Potential core-shell anode material for rechargeable lithium-ion batteries: Encapsulation of titanium oxide nanostructure in conductive polymer

We investigated the effect of a conductive polymer coating on an active material. TiO2-capped conductive polymer (TOCP) is prepared using a simple and effective two-step process, which comprised hydrothermal and polymerization techniques. Structural analysis showed that the as-prepared pristine titanium oxide electrode material prescribed to the rutile phase TiO2. High-resolution field-emission transmission electron microscopy confirmed that the composite electrode material comprised a thin, uniform, and nano-sized polypyrrole layer coated on TiO2. The TOCP core-shell nanostructure exhibited a high reversible specific capacity of 348/318 mAh g(-1), which was considerably higher than that of the pristine TiO2 (TO) nanostructure. At a high current density, its specific capacity was 206/205 mAh g(-1), which indicated the material's high integrity.
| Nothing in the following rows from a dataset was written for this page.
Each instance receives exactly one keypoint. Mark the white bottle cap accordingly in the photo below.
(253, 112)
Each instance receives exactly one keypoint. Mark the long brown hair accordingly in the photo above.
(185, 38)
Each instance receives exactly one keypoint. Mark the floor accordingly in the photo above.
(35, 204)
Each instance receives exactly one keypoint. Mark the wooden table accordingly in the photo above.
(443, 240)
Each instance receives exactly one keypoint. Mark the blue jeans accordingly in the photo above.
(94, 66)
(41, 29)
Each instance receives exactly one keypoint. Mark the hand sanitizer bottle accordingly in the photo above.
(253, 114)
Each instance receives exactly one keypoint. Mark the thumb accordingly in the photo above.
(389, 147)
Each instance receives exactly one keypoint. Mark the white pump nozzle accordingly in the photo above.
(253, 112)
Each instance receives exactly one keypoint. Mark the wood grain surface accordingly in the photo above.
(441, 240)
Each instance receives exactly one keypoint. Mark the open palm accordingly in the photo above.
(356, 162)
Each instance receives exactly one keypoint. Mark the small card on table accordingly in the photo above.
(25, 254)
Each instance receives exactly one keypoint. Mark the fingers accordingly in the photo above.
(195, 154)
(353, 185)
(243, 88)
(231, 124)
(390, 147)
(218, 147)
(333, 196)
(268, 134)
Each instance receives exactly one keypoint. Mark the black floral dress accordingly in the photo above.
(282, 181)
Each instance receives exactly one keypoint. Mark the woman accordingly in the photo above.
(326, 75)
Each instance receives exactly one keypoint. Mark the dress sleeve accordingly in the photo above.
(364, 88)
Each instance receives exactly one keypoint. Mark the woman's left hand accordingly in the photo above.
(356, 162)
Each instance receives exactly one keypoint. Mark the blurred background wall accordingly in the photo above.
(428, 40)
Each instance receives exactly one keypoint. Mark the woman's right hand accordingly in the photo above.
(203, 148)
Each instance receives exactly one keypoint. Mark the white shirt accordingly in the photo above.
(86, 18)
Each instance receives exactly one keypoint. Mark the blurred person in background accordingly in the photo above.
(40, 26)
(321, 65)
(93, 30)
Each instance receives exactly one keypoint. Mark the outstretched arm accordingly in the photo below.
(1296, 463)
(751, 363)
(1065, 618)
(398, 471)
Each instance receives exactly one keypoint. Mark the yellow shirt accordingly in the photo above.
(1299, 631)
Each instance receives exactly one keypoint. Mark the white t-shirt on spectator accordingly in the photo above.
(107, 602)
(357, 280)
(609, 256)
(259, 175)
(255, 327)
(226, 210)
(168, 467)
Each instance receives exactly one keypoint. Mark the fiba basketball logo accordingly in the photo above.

A combination of large surface area and high porosity could facilitate fast ion/electrode transport, and the electrode active material integrity screening the excellence in rate capability and long-term cyclic stability in rechargeable lithium-ion batteries. (C) 2021 Elsevier B.V. All rights reserved.

Automated summary

The research found that the TiO2 active material with a conductive polymer coating has a higher reversible specific capacity and better electrode integrity, improving the rate performance and cycling stability of rechargeable lithium-ion batteries.